"Today I challenge our nation to commit to producing 100 percent of our electricity from renewable energy and truly clean carbon-free sources within 10 years....
To those who argue that we do not yet have the technology to accomplish these results with renewable energy: I ask them to come with me to meet the entrepreneurs who will drive this revolution. I've seen what they are doing and I have no doubt that we can meet this challenge.
To those who say the costs are still too high: I ask them to consider whether the costs of oil and coal will ever stop increasing if we keep relying on quickly depleting energy sources to feed a rapidly growing demand all around the world. When demand for oil and coal increases, their price goes up. When demand for solar cells increases, the price often comes down....

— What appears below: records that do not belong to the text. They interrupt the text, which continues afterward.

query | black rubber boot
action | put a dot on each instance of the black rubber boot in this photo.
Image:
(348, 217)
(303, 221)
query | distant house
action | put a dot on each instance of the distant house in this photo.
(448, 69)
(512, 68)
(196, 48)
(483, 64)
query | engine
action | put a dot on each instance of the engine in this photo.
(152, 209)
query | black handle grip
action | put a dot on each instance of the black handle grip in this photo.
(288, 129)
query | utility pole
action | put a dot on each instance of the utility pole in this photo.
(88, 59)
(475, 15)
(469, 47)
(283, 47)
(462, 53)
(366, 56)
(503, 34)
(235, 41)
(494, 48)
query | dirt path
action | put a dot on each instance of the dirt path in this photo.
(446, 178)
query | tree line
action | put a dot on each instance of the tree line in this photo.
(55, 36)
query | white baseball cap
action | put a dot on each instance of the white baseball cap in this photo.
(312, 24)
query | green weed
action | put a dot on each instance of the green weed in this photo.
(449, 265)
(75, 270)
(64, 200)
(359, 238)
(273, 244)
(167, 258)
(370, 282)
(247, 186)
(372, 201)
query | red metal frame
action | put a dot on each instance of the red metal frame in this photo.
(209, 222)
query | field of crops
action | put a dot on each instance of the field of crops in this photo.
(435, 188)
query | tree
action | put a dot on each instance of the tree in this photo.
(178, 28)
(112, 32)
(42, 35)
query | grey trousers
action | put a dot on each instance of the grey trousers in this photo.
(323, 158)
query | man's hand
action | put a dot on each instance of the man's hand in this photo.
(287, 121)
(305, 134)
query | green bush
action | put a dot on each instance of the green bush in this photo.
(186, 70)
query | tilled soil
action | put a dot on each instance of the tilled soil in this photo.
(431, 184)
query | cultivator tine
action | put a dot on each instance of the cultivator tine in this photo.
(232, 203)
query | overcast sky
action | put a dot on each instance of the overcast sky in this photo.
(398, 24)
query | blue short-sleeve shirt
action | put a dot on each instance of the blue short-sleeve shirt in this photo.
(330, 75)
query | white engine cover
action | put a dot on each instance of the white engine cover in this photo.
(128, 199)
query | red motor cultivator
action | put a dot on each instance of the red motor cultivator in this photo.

Some of our greatest accomplishments as a nation have resulted from commitments to reach a goal that fell well beyond the next election: the Marshall Plan, Social Security, the interstate highway system. But a political promise to do something 40 years from now is universally ignored because everyone knows that it's meaningless. Ten years is about the maximum time that we as a nation can hold a steady aim and hit our target.
...Of course the greatest obstacle to meeting the challenge of 100 percent renewable electricity in 10 years may be the deep dysfunction of our politics and our self-governing system as it exists today. In recent years, our politics has tended toward incremental proposals made up of small policies designed to avoid offending special interests, alternating with occasional baby steps in the right direction. Our democracy has become sclerotic at a time when these crises require boldness.
It is only a truly dysfunctional system that would buy into the perverse logic that the short-term answer to high gasoline prices is drilling for more oil ten years from now.
...It's time for us to move beyond empty rhetoric. We need to act now. This is a generational moment. A moment when we decide our own path and our collective fate.
...We must now lift our nation to reach another goal that will change history. Our entire civilization depends upon us now embarking on a new journey of exploration and discovery. Our success depends on our willingness as a people to undertake this journey and to complete it within 10 years. Once again, we have an opportunity to take a giant leap for humankind." - Al Gore, July 17, 2008.
I love how optimistic Al Gore is - he inspires me, he makes me want to hope. To have that audacity, if you will. I love these big visions, I long to participate in a "generational movement." My generation, the cynical X, has matured in a society which focuses solely on superficial material extravagance, focuses only on selfish indulgences. I believe that I'm not the only one who longs, with a passion, to do something big, to make our country great, to actually do something that benefits the world at large, rather than our pocketbooks. I want to believe, to hope. And yet...I know it's doomed to failure.
I've been complaining about fuel prices for many years - not that they were too high, but that they were too LOW. I'm glad that today's gas prices are making people think about what they're consuming, making them rethink their Hummers, rethink their 60-mile commutes. America has needed a slap to the face for a long time. Stop whining, people, and do something about it. Something smart. Something brave. Something great. Listen to people who are not being bought off by Big Oil.
In other, yet related news, it's about time I really started to buckle down and pay attention to this year's election. I've been taking a break to recover from the exhausting party primaries and I'm already weary from the backbiting, flip-flopping, and insincerity. But it's my duty to be informed, and consequently, dragging my readers along. Here's my disclaimer and credo from the 2006 election - all these qualifications stand, especially that about civil discourse. I will respect those who respectfully disagree and am happy to discuss politics, but will unashamedly ban any comments which make personal attacks or unfounded accusations, or just say "Obama sucks." You'd better back that up on my site, buster.
In 2004, I had a great website for collecting election news, but it was in the days before I discovered del.icio.us, and I've changed computers a few times since then. I can't find it now. So you'll see I've added election coverage from NPR, PBS, and Factcheck.org on my blogroll. I welcome any other recommendations!